Solaris a très mal dormi. Quand ce n'était pas le froid, qui la réveillait, s'était le mal du pays ou les ronflements d'Alix. Réveillée toutes les deux heures, elle se tourne et se retourne dans le lit qui lui a été aménagé. Lorsqu'Alix finit par se lever, le soleil filtre à travers les rideaux et Sol se redresse pour s'assoir quand son hôte quitte la pièce. Elle attrape son téléphone et l'allume. Il est neuf heures et demi seulement. Sol frotte ses yeux en baillant. Elle se redresse et finit par sortir timidement de la chambre. Elle n'a pas encore fait le tour de l'appartement mais se contente de suivre les éclats de voix pour rejoindre la spacieuse cuisine de l'appartement. Une table, juste devant la fenêtre, est baignée de lumière. Alix est assis sur une chaise, ses deux jambes rassemblées près de son torse. Face à elle, Anton, son père, boit un café en lisant le journal.

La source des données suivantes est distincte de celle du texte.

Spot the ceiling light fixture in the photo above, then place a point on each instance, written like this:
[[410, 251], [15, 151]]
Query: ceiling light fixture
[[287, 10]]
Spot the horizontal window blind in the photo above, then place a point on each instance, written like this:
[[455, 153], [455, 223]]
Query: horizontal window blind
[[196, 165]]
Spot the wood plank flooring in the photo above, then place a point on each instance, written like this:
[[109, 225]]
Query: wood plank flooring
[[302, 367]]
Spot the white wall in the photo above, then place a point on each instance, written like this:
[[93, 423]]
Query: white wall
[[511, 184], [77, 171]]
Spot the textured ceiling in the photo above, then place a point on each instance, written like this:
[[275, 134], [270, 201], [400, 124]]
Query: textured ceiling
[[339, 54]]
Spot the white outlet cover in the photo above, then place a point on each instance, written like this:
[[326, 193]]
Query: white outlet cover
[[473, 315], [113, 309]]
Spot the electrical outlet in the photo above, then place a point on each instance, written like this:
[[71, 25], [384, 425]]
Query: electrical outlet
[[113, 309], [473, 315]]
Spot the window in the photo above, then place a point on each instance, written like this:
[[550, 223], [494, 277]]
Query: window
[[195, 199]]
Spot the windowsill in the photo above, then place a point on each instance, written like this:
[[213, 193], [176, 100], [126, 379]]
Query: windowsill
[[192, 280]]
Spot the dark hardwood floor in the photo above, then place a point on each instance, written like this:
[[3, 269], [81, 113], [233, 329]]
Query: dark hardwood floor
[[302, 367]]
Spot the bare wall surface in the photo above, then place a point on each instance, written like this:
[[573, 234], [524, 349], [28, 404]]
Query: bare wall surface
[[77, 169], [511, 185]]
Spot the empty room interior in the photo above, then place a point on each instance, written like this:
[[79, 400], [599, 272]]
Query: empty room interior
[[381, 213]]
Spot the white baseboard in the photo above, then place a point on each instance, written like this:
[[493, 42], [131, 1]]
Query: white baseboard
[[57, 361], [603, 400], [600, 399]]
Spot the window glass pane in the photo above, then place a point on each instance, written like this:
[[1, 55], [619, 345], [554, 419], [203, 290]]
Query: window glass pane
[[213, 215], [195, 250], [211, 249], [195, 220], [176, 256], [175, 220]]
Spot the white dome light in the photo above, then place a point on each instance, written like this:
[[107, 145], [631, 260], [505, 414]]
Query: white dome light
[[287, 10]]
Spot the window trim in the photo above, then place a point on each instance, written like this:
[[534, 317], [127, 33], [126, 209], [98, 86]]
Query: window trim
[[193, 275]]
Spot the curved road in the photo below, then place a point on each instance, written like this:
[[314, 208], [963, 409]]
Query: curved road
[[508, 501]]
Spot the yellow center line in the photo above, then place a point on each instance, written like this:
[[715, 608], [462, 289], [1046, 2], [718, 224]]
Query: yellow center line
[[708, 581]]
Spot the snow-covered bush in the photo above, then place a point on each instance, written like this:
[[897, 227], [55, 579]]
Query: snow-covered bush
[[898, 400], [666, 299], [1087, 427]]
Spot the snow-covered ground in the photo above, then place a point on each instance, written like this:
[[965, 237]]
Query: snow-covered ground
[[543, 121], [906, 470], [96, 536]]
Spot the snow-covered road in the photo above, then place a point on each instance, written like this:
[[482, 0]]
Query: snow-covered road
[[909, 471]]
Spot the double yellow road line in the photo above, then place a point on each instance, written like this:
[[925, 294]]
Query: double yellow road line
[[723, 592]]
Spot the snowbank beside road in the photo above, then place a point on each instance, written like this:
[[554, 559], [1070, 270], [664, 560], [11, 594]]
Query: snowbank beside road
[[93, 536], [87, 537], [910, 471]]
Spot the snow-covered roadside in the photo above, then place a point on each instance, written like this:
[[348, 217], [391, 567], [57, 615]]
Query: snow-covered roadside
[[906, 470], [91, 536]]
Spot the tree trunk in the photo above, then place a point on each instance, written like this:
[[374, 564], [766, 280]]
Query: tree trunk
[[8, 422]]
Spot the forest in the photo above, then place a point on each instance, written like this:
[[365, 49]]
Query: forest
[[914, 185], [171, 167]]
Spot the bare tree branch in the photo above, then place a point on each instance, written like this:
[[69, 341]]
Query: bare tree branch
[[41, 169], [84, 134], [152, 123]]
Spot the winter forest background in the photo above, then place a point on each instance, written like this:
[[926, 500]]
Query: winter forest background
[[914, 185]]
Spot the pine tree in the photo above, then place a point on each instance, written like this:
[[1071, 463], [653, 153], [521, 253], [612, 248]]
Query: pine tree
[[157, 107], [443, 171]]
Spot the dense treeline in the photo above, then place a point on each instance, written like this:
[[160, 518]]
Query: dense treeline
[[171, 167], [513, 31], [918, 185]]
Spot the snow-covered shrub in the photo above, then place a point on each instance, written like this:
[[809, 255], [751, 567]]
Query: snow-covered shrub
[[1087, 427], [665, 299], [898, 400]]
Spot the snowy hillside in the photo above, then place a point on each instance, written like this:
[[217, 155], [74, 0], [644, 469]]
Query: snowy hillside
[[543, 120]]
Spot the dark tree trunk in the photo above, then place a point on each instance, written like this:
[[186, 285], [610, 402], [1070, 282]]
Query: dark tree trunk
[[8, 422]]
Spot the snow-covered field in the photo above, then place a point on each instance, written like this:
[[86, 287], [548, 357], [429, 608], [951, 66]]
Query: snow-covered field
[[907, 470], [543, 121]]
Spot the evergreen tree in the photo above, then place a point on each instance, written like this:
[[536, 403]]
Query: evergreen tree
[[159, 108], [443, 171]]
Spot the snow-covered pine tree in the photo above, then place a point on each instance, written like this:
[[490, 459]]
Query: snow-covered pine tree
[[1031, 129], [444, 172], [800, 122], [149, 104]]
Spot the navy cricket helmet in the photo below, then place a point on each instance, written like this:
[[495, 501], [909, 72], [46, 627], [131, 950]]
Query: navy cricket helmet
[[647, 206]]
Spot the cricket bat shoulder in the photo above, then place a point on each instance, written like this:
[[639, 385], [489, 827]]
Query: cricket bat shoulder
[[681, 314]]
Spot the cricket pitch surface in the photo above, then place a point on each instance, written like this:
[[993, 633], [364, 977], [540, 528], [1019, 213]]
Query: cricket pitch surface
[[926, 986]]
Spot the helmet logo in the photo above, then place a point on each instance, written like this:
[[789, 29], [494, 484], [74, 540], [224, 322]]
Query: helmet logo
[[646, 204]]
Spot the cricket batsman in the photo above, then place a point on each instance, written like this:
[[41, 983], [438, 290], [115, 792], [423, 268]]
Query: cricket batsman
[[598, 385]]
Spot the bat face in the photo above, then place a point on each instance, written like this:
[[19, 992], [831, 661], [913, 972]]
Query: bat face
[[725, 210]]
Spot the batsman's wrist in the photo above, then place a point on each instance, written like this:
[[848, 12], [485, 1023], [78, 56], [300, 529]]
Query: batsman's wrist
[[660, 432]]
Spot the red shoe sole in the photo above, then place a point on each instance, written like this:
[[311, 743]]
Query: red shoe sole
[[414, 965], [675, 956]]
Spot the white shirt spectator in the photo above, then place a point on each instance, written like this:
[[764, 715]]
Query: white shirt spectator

Le père d'Alix est entrain de faire des pancakes en chantonnant.

« Bonjour, mon soleil. » les yeux d'Anton ne quitte pas le journal mais il sourit avec tendresse et Sola lui sourit elle aussi.

« Bonjour ! » elle est fatiguée mais, malgré tout, enjouée.

« b'jour » marmonne Alix en bayant et son père lui fait écho, avec plus d'entrain.

« Tu as bien dormi ? » demande Anton et Sol hoche la tête, alors qu'il reprend « assieds-toi, n'hésite pas, j'ai bientôt fini les pancakes, j'espère que tu as faim ! »

« Merci, oui. » répond-t-elle en s'asseyant entre son père et Alix. La jeune adolescente daigne finalement la regarder et pousse vers elle une bouteille de jus d'orange sans un mot. Solaris la remercie.

Très vite, ils se retrouvent tous les quatre autour de la table de la cuisine, dégustant un délicieux petit déjeuner, très différent de ceux qu'elle prenait en Egypte malgré tout.

« J'ai appelé le directeur de Françoise Dupont, tu es inscrite dans la même classe qu'Alix. On a fait des photocopies de ses cours et je t'ai mis des cahiers et un classeur de côté. Ton père m'a dit que tu avais déjà une trousse. »

Sol hoche la tête.

« Oui, merci beaucoup. »

« On commence par français, demain. » la voix trainante d'Alix est à l'opposé de celle de son père.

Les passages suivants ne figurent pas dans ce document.